Our project is an accumluation of scripts that pull data from iNaturalist and complile them into a CSV file. This CSV file is then pushed into the Species Distribution Model provided by the clients and output a heat map based on a specified species and month/year. To allow it to be interactive we have accumlated the neccessary code into a Jupyter Notebook file which takes user input to output the SDM image from the specified year/month for the specified species. We have included all necessary documentation to go along with our scripts.
System Requirements: Software: Python 3.6, R, Anaconda, Bash R Packages: rgdal, raster, sp, dismo, maptools
There is a limitation on the file sizes and project size when making pushes to Github. As such, a complete push of SDM data was not feasible. So the current solution is to push a sample of SDM data to prove the efficacy of the Jupyter Notebook solutions and other solutions. Currently, SDM data that has been pushed to Github are for the following taxonIds:
- 122381
- 84239
- 85026
- Clone everything from our github by running the command -> git clone https://github.com/foxtrotington/butterfly.git
- Aquire data via Navigating to the PythonSDM folder -> cd butterfly/PythonSDM Then running the Pull_Sort script -> python Pull_Sort.py
- Navigate to PythonSDM folder -> cd butterfly/PythonSDM
- Run "get_observation_data_run_sdm.sh" -> python get_observation_data_run_sdm.sh
You will see the SDM result divided by taxon id, year, and month in "output" folder on the root directory. If you see there is no folder for a certain month, then there was no observation data for that month for that certain taxon id.
If you just want the observation data from iNaturalist: Run "data-puller.py" -> python data_puller.py You will get all observation raw data as csv files with the taxon id recorded in "taxon-id.txt".

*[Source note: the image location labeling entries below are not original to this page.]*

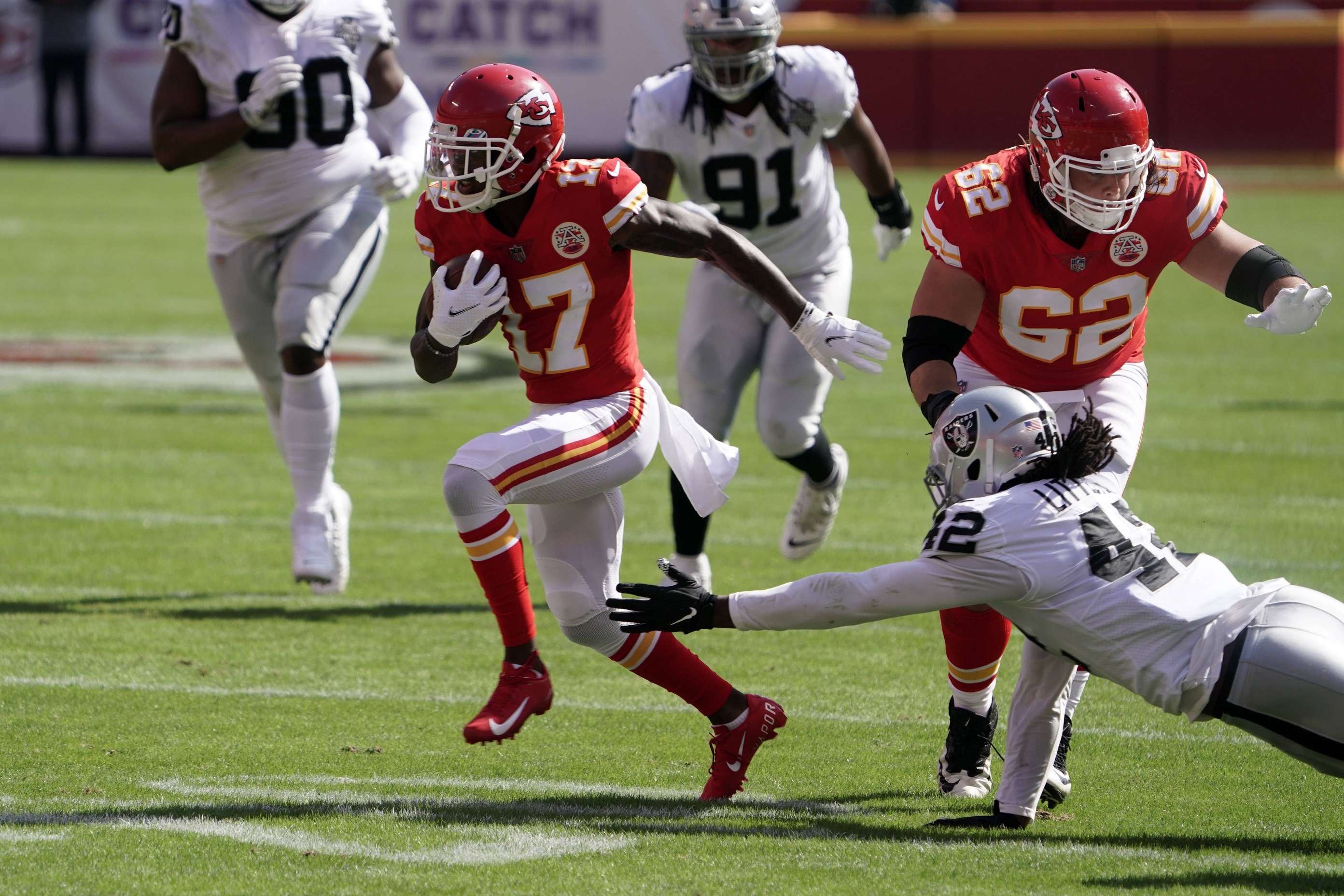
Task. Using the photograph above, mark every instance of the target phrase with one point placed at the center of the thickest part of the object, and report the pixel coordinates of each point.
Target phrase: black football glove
(676, 608)
(933, 406)
(998, 820)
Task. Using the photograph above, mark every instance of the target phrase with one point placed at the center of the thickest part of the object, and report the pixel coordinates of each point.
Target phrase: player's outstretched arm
(868, 157)
(664, 229)
(1252, 273)
(942, 315)
(181, 132)
(402, 114)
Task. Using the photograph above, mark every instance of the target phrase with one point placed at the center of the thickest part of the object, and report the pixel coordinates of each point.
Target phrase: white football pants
(302, 287)
(1120, 401)
(575, 515)
(729, 332)
(1288, 689)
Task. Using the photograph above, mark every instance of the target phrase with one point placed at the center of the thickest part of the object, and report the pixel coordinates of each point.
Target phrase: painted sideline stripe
(21, 682)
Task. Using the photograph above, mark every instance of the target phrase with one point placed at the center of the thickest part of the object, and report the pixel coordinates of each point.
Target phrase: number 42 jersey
(570, 318)
(316, 147)
(1058, 318)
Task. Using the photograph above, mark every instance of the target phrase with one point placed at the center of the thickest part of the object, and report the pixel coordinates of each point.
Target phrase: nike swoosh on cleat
(508, 723)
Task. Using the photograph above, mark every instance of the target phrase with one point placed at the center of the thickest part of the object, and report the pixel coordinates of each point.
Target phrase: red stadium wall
(1225, 85)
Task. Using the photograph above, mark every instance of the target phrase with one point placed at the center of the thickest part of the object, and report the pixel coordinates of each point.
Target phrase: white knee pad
(470, 495)
(599, 633)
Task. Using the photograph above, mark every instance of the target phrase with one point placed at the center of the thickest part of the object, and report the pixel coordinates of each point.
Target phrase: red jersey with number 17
(570, 319)
(1058, 318)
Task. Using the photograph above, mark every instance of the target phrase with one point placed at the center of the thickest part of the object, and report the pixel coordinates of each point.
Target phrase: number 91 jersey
(1058, 318)
(316, 147)
(773, 186)
(570, 318)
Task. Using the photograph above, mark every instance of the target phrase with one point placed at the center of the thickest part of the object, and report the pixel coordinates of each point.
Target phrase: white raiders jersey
(1104, 590)
(318, 147)
(774, 188)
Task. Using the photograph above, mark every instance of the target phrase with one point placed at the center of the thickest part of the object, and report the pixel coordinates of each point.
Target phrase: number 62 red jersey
(570, 319)
(1058, 318)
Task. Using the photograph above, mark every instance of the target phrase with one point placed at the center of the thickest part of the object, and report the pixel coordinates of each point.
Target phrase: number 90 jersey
(1058, 318)
(316, 147)
(570, 319)
(774, 187)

By running data-consolidation.py
in the scripts_eddie folder, we were able to combine multiple observation CSVs together. By using observation id as the pivot point for joining all three CSVs, we were able to output a CSV with ~400,000 observation points from GBIF, Jeffs get_observation and downloading the iNaturalist data dump. This table is optimal for run_sdm
consumption and will be here for the benefit of other teams. The file can be found under data/master_csv.csv
Estimated run time of gathering observation data and sorting via Pull_Sort.py: 36 minutes
Estimated run time for running of the SDM: approximately 4 hours
Directories: We encountered an issue where the directories were not being created properly and we found that it was because we were not reseting the current directory.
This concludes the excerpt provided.